What this means is that in endurance races (ie. races of more than ten minutes duration), where aerobic capacity is the limiting factor, the physiological advantage of greater bodyweight is largely neutralised by the effect of bodyweight on canoe drag. The larger athlete still has some advantage though, because the weight of the canoe (or share of canoe weight in a crew boat) constitutes a relatively smaller proportion of their bodyweight (eg. 15kg OCI represents 15% additional weight for a 100kg athlete as opposed to 20% additional weight for a 75kg athlete, which represents a little less than a one percent time advantage to the 100kg athlete:3√ [(1.20 / 1.15) ^(2/3)] =1.0095).
In sprint races (ie. races of less than one minute) where anaerobic capacity is the limiting factor, the advantage to the larger athlete is more pronounced. This occurs because potential anaerobic power is directly proportioned to bodyweight (all other things being equal). Therefore a 100kg paddler can potentially produce 33.3% more anaerobic power than a 75kg athlete (100/75 = 1.333) but incurs say only 17.8% more drag in a 15kg OCI ([115/90] ^(2/3) = 1.178) which gives the larger athlete a 4.2% time advantage (3√ 1.333/1.178 = 1.042).

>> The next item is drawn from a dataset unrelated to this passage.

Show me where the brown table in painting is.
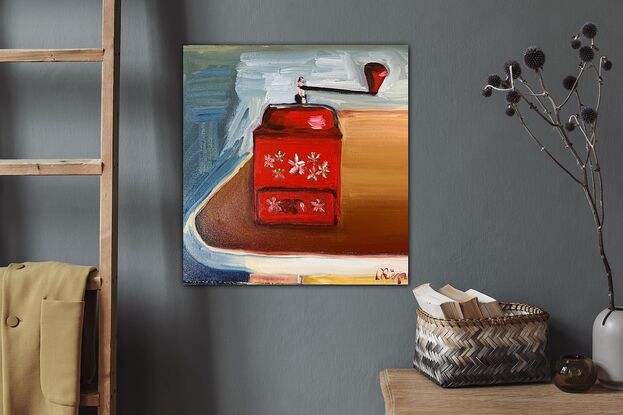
[196,110,409,286]
[380,369,623,415]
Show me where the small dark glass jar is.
[552,354,597,393]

In crew boats larger athletes tend to have a more distinct advantage because the share of bodyweight that each paddler must “carry” constitutes a heavier weight than in one man boats and furthermore, depending on race conditions, the steerer may have to be “carried” by the other paddlers. For example if one assumes the “all up weight” of an OC6 to be say 200kg and the steerer to be say 75kg, then you have a situation where you might have five paddlers sharing 275kg of additional weight (ie. 55kg ea). For a 100kg paddler this constitutes 55% of their bodyweight, whilst for 75kg paddler this represents 73.3%. This gives a crew of 100kg paddlers a potential time advantage of 2.5% in an endurance race and 5.8% advantage in a sprint race.
Accounting for Bodyweight on the Ergometer
The Concept II Rowing Ergometer and Paddling Adaptor are invaluable tools for training, testing paddling specific fitness parameters, monitoring fitness improvements and crew selection. However, the effect of bodyweight must be accounted for, when using test scores for crew selection purposes.
Currently world record ranking’s on the Paddling Adaptor exist for 1000m and 30minutes. These distances represent excellent representative test pieces for testing and crew selection purposes for sprint and marathon races respectively.